When glass blower George Bland moved from Phoenix back to his hometown of Kalispell seven years ago, he brought a little piece of the Grand Canyon state with him.

The white rectangular furnace, called a “glory hole,” along the wall of Bland’s garage isn’t eye-catching until he opens its circular door and releases what his wife calls
“Arizona.” A blast of heat can be felt from several feet away as the 2,200-degree furnace glows orange and yellow.

With a larger furnace that runs constantly to keep about 150 pounds of glass at a temperature around 950 degrees and two glory holes, Bland’s workshop keeps the bedroom above his garage too hot to live in and his electric bill high. But, except for the beads of sweat on his brow as he works the beginnings of a glass bowl in the furnace, Bland seems undeterred by heat.

George Bland uses wet newspaper to form a glass and shape hot glass at his studio behind his Kalispell home.

“The other day I was taking baked potatoes out of the oven, and I’m like ‘This isn’t hot at all,’” Bland said. “I’m just grabbing the 350-degree potatoes, because that doesn’t feel like anything compared to what I work with here.”
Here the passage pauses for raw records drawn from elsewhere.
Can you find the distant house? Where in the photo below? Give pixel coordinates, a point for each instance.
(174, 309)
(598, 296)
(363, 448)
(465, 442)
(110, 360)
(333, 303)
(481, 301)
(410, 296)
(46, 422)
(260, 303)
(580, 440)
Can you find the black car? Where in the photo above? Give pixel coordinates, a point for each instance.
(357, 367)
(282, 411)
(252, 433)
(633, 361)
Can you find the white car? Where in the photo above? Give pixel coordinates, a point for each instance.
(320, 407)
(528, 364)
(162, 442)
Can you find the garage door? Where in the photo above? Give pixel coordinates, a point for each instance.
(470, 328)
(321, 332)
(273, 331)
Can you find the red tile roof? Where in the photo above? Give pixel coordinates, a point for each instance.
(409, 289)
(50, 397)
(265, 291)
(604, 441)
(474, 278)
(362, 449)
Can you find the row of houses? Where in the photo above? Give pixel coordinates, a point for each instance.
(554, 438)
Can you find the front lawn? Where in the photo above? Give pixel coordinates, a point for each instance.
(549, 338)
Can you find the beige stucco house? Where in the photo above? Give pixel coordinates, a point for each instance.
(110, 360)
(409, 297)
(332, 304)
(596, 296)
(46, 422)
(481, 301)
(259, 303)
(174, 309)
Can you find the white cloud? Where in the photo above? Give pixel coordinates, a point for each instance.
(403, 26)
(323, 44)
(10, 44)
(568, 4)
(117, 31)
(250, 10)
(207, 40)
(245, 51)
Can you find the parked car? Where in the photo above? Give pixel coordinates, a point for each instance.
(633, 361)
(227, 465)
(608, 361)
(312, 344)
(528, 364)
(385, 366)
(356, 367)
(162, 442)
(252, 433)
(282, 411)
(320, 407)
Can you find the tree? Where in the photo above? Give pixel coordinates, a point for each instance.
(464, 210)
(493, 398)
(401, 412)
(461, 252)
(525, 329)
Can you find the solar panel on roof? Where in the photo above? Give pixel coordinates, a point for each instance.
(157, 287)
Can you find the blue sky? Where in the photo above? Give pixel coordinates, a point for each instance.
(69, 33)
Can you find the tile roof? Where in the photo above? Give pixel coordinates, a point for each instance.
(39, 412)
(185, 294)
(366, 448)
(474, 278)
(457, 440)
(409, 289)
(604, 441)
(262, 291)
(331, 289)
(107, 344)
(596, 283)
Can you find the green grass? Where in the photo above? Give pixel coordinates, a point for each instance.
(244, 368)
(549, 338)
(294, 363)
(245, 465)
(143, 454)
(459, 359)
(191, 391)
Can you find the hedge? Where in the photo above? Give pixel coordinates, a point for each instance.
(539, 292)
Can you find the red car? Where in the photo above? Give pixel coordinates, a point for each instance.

Bland, who works for an area phone company during the day, said he started with small pieces, beginner classes and bead making. “I met a guy who had his own stuff and offered him labor for time in his hot shop,” he said.

Now, with his own hot shop, Bland said a favored part of the unique art is experimenting and learning daily. The range of his talents are visible throughout the shop, everything from glass vases, bowls, and perfume holders to decorative pumpkins, hummingbird feeders and outdoor lighting pieces line the shelves and floor of his shop.

“To blow glass you need some artistic thought, but most of it is an understanding of how to treat and manipulate and shape the glass, knowing how it behaves and knowing how gravity is always tugging at the piece,” he said.

George Bland handles hot glass with wet newspaper at his studio in Kalispell. “Papering” the heated gather of glass helps to give it the desired shape.

Bland said he recently gained a needed boost by attending a Pilchuck seminar. Pilchuck is an education center located near Seattle that focuses on glass, access to resources and glass-blowing artists. “They looked at what I’d been working on and one guy said, ‘Why would I buy this when I can buy the same stuff in Texas for two or three dollars?’ They gave me the push to become more professional and artistic.”

Bland now plans on expanding his ability to make unique and colorful outdoor lighting, and hopes to one day make glass-blowing “pay the bills” by opening a commercial shop in Kalispell where people can take classes, view him working and walk through a gallery of his pieces.

“That’s my goal right now, but until then I’ll just keep working and experimenting here. That’s what’s cool about glass, I’ll never stop learning.”